George Earl Waldegrave.

Appointed 27th August, 1789.

Viscount Chewton was appointed ensign in the Third Foot Guards on the 10th of May, 1768; lieutenant and captain on the 12th of August, 1773; and captain-lieutenant and lieutenant-colonel in the Second Foot Guards in 1778. In the following year he was appointed lieutenant-colonel commanding the Eighty-seventh Foot, then first raised; and in 1782 he was promoted to the rank of colonel. He succeeded, on the decease of his father, in 1784, to the dignity of Earl Waldegrave; and was also appointed master of the horse to the Queen, and aide-de-camp to the King. In August, 1789, he was appointed colonel of the Fourteenth Foot. He died about six weeks afterwards.

George Hotham.

Appointed 18th November, 1789.

George Hotham procured the appointment of ensign in the First Foot Guards on the 14th of May, 1759; he was promoted to the rank of lieutenant and captain in 1765; and to that of captain and lieutenant-colonel in 1775. In 1781 he was appointed aide-de-camp to the King, with the rank of colonel in the army; and in 1789 he obtained the colonelcy of the Fourteenth Foot. His commissions of general officer were dated,—major-general, 28th of April, 1790, lieutenant-general, 26th of January, 1797, and general, 29th of April, 1802. He died in 1806.

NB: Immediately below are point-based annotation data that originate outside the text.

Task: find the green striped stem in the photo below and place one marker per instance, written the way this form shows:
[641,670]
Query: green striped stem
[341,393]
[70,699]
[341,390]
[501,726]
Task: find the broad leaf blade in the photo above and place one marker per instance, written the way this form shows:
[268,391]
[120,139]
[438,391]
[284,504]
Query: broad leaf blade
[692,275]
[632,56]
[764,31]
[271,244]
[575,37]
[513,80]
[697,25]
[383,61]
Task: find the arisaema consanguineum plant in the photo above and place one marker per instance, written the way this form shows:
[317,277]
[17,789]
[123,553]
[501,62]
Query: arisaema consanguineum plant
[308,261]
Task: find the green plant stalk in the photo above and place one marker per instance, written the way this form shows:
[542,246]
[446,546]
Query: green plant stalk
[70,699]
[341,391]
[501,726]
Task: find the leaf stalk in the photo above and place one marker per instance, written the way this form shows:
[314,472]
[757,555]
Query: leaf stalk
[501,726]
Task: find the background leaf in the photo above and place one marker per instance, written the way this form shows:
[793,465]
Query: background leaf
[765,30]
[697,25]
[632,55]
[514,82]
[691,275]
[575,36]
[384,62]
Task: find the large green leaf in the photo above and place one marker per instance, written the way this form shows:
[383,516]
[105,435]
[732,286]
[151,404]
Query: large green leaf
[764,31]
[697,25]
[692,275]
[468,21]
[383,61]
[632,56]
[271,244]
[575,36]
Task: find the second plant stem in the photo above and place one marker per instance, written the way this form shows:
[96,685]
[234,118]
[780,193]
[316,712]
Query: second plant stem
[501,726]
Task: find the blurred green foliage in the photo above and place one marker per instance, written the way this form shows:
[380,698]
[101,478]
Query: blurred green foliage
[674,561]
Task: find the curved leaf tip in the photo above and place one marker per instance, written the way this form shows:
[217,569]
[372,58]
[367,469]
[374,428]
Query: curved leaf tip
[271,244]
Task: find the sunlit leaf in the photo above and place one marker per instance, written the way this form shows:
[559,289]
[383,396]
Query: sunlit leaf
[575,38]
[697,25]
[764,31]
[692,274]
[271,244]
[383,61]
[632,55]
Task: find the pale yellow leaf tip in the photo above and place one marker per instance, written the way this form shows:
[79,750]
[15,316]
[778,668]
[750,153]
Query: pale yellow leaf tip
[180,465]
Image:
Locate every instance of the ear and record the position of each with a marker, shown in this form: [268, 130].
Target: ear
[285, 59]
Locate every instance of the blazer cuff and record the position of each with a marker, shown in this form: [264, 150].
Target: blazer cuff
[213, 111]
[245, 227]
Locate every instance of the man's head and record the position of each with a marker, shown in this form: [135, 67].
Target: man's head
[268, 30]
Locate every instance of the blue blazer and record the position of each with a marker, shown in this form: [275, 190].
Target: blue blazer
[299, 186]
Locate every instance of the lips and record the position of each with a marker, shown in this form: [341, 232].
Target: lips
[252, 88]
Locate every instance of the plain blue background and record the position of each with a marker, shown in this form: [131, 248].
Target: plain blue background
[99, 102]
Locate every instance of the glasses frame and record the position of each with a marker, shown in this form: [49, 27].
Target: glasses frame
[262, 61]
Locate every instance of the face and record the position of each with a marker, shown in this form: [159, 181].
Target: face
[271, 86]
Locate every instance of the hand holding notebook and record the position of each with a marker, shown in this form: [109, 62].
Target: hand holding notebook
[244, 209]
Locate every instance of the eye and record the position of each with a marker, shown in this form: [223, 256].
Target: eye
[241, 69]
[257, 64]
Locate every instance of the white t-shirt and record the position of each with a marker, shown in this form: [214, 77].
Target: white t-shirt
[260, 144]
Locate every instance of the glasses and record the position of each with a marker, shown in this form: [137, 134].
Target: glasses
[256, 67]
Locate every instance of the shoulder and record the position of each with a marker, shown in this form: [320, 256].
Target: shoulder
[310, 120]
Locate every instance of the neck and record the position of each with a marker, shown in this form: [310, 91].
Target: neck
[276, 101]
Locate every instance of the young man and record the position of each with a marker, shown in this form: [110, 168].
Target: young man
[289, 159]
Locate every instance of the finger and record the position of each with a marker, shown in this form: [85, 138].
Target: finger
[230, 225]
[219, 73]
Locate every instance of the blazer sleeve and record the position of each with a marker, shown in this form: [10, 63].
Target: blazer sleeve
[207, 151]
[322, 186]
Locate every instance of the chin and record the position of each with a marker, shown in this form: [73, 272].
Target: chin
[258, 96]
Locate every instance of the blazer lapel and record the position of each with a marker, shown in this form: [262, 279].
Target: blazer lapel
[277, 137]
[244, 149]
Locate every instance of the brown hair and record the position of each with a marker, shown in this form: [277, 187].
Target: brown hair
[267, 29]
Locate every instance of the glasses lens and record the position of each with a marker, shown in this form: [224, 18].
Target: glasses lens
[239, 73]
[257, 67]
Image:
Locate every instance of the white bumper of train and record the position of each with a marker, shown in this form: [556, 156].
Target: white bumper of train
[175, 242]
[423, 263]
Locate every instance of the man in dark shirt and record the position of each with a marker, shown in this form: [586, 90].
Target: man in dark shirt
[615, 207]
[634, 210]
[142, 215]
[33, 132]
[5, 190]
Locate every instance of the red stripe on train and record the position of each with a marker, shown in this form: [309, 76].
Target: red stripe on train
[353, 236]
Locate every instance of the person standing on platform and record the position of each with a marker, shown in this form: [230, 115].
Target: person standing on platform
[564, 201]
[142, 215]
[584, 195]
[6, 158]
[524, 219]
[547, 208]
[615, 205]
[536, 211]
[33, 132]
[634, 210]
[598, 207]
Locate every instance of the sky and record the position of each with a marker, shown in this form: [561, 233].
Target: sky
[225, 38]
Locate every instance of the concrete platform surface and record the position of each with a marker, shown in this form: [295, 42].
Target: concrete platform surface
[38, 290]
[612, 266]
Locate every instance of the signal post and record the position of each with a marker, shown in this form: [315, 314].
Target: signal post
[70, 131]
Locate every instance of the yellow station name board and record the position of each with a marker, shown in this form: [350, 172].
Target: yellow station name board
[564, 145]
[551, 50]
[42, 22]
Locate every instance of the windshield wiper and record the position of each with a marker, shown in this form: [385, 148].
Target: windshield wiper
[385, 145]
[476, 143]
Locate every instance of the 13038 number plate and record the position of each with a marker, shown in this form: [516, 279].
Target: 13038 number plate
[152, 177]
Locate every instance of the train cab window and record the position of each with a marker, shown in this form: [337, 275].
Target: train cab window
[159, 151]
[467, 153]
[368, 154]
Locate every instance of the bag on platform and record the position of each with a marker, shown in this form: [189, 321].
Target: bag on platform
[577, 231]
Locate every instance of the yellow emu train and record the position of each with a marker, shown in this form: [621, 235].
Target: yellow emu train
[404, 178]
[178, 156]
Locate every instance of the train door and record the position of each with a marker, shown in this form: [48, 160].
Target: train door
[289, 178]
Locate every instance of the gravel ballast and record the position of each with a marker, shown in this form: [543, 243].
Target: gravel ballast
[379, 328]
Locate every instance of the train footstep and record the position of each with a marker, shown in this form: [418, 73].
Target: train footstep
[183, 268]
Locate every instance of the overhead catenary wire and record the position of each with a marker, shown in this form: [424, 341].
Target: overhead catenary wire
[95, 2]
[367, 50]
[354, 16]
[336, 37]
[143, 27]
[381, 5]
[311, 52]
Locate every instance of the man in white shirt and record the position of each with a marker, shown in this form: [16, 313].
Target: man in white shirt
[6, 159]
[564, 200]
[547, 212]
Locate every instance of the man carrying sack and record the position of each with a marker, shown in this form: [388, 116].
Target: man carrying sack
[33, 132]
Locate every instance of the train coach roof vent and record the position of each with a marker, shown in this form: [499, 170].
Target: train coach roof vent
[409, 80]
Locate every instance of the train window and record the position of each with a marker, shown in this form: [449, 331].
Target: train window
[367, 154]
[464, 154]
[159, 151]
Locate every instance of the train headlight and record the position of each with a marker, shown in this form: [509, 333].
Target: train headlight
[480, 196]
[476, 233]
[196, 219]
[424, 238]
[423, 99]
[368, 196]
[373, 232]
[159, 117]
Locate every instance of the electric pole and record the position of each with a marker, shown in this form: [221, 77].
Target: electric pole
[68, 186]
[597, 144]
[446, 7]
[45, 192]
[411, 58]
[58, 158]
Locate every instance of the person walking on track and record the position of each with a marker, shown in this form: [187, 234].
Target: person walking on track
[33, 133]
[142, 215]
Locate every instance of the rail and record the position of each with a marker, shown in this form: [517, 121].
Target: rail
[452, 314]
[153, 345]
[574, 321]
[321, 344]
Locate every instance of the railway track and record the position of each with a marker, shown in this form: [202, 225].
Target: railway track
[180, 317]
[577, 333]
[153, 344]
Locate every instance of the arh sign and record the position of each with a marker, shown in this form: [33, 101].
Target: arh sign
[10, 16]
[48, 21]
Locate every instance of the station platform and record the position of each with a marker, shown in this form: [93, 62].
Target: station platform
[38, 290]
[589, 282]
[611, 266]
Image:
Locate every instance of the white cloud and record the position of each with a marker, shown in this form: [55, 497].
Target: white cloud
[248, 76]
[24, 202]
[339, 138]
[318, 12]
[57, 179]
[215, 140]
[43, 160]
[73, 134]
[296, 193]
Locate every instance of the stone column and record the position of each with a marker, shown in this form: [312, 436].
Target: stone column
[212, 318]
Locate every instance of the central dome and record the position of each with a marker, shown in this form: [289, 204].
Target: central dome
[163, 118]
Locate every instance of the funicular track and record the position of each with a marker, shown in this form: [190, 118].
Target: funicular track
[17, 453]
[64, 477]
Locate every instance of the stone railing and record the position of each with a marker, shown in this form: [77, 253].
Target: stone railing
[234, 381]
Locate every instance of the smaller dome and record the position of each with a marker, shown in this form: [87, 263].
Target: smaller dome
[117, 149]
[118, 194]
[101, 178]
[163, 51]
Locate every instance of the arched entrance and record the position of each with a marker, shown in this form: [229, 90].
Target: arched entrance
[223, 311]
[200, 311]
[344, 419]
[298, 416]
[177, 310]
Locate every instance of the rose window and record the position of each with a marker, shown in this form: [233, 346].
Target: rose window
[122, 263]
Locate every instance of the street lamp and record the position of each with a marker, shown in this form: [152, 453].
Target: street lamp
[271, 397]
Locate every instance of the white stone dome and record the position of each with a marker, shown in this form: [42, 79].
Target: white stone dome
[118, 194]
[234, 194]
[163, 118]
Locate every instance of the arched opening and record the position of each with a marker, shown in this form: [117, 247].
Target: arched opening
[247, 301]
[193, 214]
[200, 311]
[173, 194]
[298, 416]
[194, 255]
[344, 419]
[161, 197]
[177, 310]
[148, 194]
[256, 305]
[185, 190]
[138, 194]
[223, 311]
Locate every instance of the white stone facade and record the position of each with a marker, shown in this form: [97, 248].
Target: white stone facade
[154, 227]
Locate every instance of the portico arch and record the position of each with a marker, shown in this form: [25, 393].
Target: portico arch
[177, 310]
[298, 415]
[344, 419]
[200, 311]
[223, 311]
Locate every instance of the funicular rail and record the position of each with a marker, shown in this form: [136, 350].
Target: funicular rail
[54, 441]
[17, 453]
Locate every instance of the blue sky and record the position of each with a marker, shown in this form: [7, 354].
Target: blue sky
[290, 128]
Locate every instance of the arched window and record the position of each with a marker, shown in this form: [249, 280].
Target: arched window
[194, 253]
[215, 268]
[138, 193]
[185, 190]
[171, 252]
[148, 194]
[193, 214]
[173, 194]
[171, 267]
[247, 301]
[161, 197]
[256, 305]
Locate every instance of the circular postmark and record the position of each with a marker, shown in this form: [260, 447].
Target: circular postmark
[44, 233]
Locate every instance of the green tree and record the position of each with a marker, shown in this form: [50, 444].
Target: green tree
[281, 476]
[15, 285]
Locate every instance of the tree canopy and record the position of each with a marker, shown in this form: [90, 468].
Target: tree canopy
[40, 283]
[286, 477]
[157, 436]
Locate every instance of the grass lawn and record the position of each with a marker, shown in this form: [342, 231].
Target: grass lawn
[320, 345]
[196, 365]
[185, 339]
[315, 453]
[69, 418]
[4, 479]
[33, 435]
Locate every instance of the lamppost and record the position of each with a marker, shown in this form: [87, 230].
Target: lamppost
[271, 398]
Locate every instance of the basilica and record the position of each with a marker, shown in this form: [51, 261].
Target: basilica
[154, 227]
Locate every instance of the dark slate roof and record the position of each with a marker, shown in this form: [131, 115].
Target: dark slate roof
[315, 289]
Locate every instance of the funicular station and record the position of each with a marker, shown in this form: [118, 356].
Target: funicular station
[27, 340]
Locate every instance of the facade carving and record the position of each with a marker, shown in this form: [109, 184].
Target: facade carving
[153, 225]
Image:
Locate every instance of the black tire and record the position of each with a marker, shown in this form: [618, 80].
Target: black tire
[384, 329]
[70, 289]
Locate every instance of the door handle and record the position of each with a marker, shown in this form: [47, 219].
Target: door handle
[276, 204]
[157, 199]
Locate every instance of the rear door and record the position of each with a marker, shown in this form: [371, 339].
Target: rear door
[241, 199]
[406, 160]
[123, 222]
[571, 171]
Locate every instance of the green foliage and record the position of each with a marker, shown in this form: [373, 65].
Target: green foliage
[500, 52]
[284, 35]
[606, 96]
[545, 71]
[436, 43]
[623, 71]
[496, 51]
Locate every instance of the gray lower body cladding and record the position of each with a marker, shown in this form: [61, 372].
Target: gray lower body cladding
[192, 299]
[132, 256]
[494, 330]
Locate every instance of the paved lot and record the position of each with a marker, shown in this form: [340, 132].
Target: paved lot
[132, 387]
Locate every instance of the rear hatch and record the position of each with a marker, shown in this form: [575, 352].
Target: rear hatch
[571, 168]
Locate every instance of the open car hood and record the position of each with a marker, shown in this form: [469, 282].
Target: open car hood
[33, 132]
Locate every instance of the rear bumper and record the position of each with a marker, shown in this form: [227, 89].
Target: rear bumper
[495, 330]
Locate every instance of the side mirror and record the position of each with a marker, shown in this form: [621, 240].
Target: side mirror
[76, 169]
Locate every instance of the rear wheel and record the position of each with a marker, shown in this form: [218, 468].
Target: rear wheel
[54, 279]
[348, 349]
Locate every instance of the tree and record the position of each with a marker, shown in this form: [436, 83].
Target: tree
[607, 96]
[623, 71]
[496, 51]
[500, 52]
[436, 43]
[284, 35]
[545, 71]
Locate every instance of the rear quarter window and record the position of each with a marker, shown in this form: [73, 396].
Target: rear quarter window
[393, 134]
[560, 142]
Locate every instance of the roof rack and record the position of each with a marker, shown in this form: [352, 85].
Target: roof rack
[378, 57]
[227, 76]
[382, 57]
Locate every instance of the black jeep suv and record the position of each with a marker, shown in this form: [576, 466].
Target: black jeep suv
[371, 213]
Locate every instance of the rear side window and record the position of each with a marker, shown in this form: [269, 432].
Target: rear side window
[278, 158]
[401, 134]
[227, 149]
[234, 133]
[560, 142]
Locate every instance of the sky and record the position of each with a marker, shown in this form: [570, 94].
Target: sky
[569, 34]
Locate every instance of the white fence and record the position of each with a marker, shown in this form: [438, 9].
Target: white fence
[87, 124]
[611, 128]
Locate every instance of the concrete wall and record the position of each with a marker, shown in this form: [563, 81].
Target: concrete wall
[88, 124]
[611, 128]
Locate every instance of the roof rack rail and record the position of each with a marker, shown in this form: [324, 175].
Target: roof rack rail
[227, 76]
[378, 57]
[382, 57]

Sir Harry Calvert, Baronet, G.C.B.

Appointed 8th February, 1806.

Sir Harry Calvert, Baronet, was appointed second lieutenant in the Twenty-third, Royal Welsh Fusiliers, in April, 1778; he was several months at the Royal Military College at Woolwich, and proceeding to North America in the following year, he joined his regiment, which was then employed on the outpost duty of the army. In December, 1779, he served with his regiment in the expedition, under Lieutenant-General Sir Henry Clinton, to South Carolina, and was at the siege and capture of Charlestown. He afterwards served under the Marquis Cornwallis, and shared in all the difficulties, dangers, and privations, in the campaigns of the southern provinces, until the siege of York Town, when the Marquis Cornwallis was forced to surrender, with the troops under his command, to General Washington. He remained a prisoner of war from October, 1781, until the peace in 1783, when he proceeded with his regiment to New York. In the early part of 1784 he returned to England, when he procured permission to pass the remainder of the year on the Continent. In October, 1786, he purchased the command of a company in his regiment, with which he did duty until the spring of 1790, when he exchanged into the Coldstream Guards. On the breaking out of the war of the French revolution, in 1793, he proceeded with the brigade of Foot Guards, commanded by Major-General (afterwards Lord) Lake, to Holland, and when the Duke of York assumed the command of the British and Hanoverian troops in Flanders, Captain Calvert was nominated one of His Royal Highness's aides-de-camp. After serving in this capacity until the surrender of Valenciennes, he was sent to England with the account of that event, on which occasion King George III. was pleased to confer on him the rank of major. He obtained the rank of lieutenant-colonel in December, 1793, by the purchase of a company in the Coldstream Guards. He served with the allied army during the year 1794, and returned to England on the recall of the British troops early in 1795. In May of that year he was employed on a confidential mission to the court of Berlin; and in 1796 he was appointed Deputy Adjutant-General to the Forces: he obtained the rank of colonel in June 1797, and in 1799 he was appointed to the lieutenant-colonelcy of the Sixty-third Regiment.

On the 9th of January, 1799, His Majesty was pleased to appoint Colonel Calvert to the important situation of Adjutant-General to the Forces, in which capacity he was enabled to perform important and valuable services to the crown and to the country, during one of the most eventful periods in the history of Great Britain. In August, 1800 he was nominated to the colonelcy of the Fifth West India regiment; in 1803 he was promoted to the rank of major-general; in 1806 he was removed to the Fourteenth Foot, and in 1810 he was advanced to the rank of lieutenant-general.